The SDSM routines can be loaded by using the -lsdsm option when linking your application. The required scsl and mpi libraries will automatically be included. To link with the SDSM library add the following flags when linking:

$ ifort program.f90 -lsdsm
$ ifort program.f90 -lsdsm_mp

Linking with -lsdsm enables the distributed shared memory routines (e.g., SCALAPACK) and links with the SCSL library and the Message Passing Toolkit (SGI's implementation of MPI) as needed.

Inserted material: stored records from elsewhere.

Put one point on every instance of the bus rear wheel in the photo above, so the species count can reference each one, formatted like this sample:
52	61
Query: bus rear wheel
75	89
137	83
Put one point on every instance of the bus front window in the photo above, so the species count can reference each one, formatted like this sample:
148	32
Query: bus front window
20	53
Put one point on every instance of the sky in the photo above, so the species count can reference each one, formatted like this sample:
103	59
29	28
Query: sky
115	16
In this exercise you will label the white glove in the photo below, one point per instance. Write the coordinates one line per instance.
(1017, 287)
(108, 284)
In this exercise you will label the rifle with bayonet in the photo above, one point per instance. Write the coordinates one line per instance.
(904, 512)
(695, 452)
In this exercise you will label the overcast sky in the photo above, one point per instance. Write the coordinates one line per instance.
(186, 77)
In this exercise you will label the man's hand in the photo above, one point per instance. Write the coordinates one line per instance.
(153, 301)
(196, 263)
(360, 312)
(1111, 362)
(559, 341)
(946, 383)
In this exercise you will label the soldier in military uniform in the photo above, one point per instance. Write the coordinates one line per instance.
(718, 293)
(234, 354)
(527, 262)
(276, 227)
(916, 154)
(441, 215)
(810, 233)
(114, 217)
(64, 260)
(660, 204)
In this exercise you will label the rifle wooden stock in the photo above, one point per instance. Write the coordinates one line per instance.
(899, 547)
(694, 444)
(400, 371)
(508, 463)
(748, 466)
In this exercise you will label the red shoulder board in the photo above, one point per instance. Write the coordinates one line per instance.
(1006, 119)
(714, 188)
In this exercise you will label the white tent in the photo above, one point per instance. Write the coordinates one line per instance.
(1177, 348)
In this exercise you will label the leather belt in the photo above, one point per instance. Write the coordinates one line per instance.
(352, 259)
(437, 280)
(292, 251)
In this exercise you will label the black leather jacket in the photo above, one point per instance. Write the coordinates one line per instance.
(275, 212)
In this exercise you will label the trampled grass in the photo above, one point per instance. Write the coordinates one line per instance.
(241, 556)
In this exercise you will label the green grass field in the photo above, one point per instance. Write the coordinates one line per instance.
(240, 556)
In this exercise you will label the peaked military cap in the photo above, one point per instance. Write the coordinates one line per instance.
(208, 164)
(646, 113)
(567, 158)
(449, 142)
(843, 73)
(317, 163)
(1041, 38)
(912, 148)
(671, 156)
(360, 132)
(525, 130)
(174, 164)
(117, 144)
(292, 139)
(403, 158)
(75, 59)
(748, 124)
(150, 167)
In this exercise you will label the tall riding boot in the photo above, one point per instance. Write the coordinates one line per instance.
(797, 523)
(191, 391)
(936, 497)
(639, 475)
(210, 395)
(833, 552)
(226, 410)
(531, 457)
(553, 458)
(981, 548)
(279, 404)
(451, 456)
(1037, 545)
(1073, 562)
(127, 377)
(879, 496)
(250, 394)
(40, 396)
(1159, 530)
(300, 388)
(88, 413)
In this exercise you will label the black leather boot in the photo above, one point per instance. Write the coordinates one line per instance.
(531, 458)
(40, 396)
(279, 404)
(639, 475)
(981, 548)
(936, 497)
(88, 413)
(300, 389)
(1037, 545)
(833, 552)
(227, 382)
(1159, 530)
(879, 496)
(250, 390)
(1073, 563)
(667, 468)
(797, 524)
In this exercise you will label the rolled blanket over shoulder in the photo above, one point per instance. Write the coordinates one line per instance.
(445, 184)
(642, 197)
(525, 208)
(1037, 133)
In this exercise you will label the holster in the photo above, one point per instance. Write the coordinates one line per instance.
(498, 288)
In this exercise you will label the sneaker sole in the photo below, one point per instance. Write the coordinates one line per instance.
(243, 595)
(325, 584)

The second method of linking differs from the first in that PBLAS calls to BLAS routines will be made to the OpenMP parallel version of the library (libscs_mp.so). This will allow hybrid parallelism, which may reduce time to solution for some applications. Users of the hybrid approach are encouraged to carefully review the message passing toolkit (MPT) documentation (see man mpi) to determine optimal mechanisms for launching such hybrid jobs.

Note: When linking to SDSM with -lsdsm, the default integer size is 4 bytes (32 bits). There is currently no version of SDSM available with a default integer size of 8 bytes (64 bits).

Note that you must use the version 7.x or later of the Intel Compilers to link against the default version of SDSM and SCSL on cosmos.tamu.edu.